クローリリアは妖艶な歓喜の笑みを浮かべて覆いかぶさってきた。唇を塞がれる。生き物のような舌がアルマの口内を掻き回し、たちまち唾液が溢れ出す。

ねっとりとした接吻が終わると、今度は代わりに触手が口を塞いだ。甘ったるくムッとする粘液の匂いが充満する。

「んっ…んんっ…ぷはっ…こほっ…はあっ…あっ…あぁあ」

触手が引き抜かれると同時に、思わず咳き込んでしまう。粘液の半分が顔面を汚し、残りの半分は食道を下っていって、アルマの体はその催淫効果によって火照り始めた。

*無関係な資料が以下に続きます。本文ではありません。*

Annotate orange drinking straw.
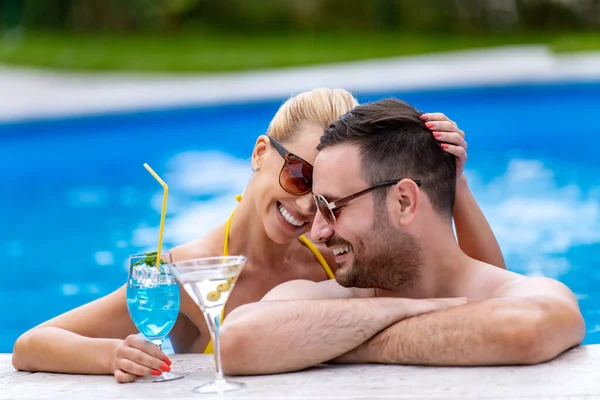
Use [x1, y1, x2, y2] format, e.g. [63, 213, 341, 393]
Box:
[144, 163, 169, 270]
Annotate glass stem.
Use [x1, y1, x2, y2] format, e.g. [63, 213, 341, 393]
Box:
[210, 313, 225, 381]
[152, 339, 164, 375]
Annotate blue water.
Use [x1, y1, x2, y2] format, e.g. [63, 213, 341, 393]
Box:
[0, 82, 600, 352]
[127, 283, 179, 340]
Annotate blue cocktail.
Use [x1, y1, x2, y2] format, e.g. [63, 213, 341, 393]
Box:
[127, 253, 183, 382]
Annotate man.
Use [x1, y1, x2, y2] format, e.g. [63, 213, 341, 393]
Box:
[221, 99, 585, 374]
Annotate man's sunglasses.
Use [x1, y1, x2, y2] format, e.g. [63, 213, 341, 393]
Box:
[313, 179, 421, 225]
[269, 136, 312, 196]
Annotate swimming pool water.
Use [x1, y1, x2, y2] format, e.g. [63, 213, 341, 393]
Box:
[0, 83, 600, 352]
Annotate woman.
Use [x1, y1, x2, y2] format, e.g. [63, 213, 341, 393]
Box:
[13, 89, 504, 382]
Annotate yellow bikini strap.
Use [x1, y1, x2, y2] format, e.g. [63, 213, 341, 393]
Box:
[223, 194, 242, 256]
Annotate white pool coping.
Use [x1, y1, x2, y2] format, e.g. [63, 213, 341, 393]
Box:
[0, 345, 600, 400]
[0, 46, 600, 122]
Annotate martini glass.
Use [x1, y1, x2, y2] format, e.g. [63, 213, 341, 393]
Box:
[170, 256, 246, 393]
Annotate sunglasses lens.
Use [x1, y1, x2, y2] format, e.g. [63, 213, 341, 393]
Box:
[279, 158, 312, 195]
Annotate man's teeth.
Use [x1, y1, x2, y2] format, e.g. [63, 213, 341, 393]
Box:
[333, 245, 352, 256]
[279, 205, 305, 227]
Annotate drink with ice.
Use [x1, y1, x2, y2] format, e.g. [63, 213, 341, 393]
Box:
[127, 253, 183, 382]
[127, 282, 179, 341]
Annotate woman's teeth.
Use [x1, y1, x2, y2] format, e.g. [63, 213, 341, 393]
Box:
[333, 245, 352, 256]
[279, 205, 306, 227]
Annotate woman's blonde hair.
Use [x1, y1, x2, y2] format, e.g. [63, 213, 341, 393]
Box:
[267, 88, 358, 141]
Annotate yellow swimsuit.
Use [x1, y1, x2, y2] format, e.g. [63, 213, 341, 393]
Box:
[204, 196, 335, 354]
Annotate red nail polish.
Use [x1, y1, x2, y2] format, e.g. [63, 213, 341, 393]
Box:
[160, 363, 171, 372]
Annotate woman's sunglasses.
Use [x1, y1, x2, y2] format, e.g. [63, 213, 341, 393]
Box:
[313, 179, 421, 225]
[269, 136, 312, 196]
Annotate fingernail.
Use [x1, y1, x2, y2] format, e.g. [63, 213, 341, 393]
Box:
[160, 363, 171, 372]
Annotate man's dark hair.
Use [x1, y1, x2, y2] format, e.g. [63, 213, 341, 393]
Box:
[317, 99, 456, 217]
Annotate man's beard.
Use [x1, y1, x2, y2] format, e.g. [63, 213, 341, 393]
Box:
[335, 206, 422, 291]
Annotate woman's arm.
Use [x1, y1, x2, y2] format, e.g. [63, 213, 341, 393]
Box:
[421, 113, 506, 269]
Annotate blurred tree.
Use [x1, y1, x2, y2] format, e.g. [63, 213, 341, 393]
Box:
[0, 0, 600, 34]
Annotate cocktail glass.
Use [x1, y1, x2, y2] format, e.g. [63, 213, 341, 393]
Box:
[127, 252, 183, 382]
[170, 256, 246, 393]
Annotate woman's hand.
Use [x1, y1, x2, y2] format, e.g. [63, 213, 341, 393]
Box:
[112, 334, 171, 383]
[421, 113, 468, 180]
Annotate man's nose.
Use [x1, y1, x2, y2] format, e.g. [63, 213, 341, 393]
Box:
[296, 192, 317, 216]
[310, 211, 334, 243]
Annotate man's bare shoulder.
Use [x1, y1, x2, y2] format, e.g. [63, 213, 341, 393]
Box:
[262, 279, 374, 301]
[496, 274, 578, 305]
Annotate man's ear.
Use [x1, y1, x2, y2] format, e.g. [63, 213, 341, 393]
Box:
[252, 135, 270, 171]
[388, 179, 420, 228]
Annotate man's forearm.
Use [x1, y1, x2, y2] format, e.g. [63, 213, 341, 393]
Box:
[221, 298, 448, 375]
[332, 298, 582, 366]
[221, 299, 406, 375]
[454, 175, 506, 269]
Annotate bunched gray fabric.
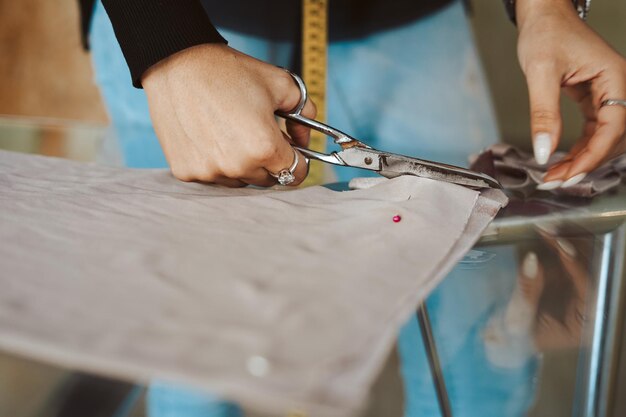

残りの触手が全身に絡み付いてきて、敏感になった肌をまさぐり始めた。双子に吸われて赤くなった乳房が絞り上げられる。過敏になった乳首が、今にも母乳を噴出しそうな程に勃起した。

「はぁ…あぁ…んっ…んぁあ…あぁあ…あああ…」

アルマは全身をくまなく犯され辱められる感覚に恍惚となった。体内で蠢く触手の動きにあわせて、体が無意識のうちにエロティックな動きを繰り返す。

「さあ、あなたたちも脱ぎなさい」

涙に滲んだ視界の中で、双子が服を脱ぎ捨て、四つん這いになって奴隷商人に向かってお尻を突き上げるのが分かった。その下半身に触手が伸びていき、すぐにアルマの両側で愛らしい喘ぎ声が上がり始めた。

「あっ…あぁんっ…んっ…」

「んっ…ぁあ…御主人様ぁ…御主人様ぁ…」

アルマは二人の犯されることに慣れた幸福そうなよがり声を聞きながら、自分ももっと犯して欲しいとでも言うように、より激しく喘ぎ始めた。



今や奴隷商人の小さな薄暗い天幕の中では、三人の少女たちが触手によって陵辱されていた。ベッドに大の字に拘束されたアルマは、全身を触手に絡みつかれて腰をよがらせている。その両側では奴隷商人の助手たちが、あそこに触手を迎え入れて、めいめいに突き上げた腰を蠢かしたり、クリトリスを弄ってよりいっそう快感を高めようとしていた。

少女たちの喘ぎ声が交錯する中で、奴隷商人は甘い吐息を吐きながら、自らの豊かな乳房を揉みしだいていた。その妖艶な瞳には歓喜と満足の色があった。

「ふふ、アルマレーナ、あなたは最高よ。誰よりも高く売り飛ばしてあげる。でもそれまでは…」

クローリリアは恍惚とつぶやくと、アルマに覆いかぶさり、その乳房にむしゃぶりついた。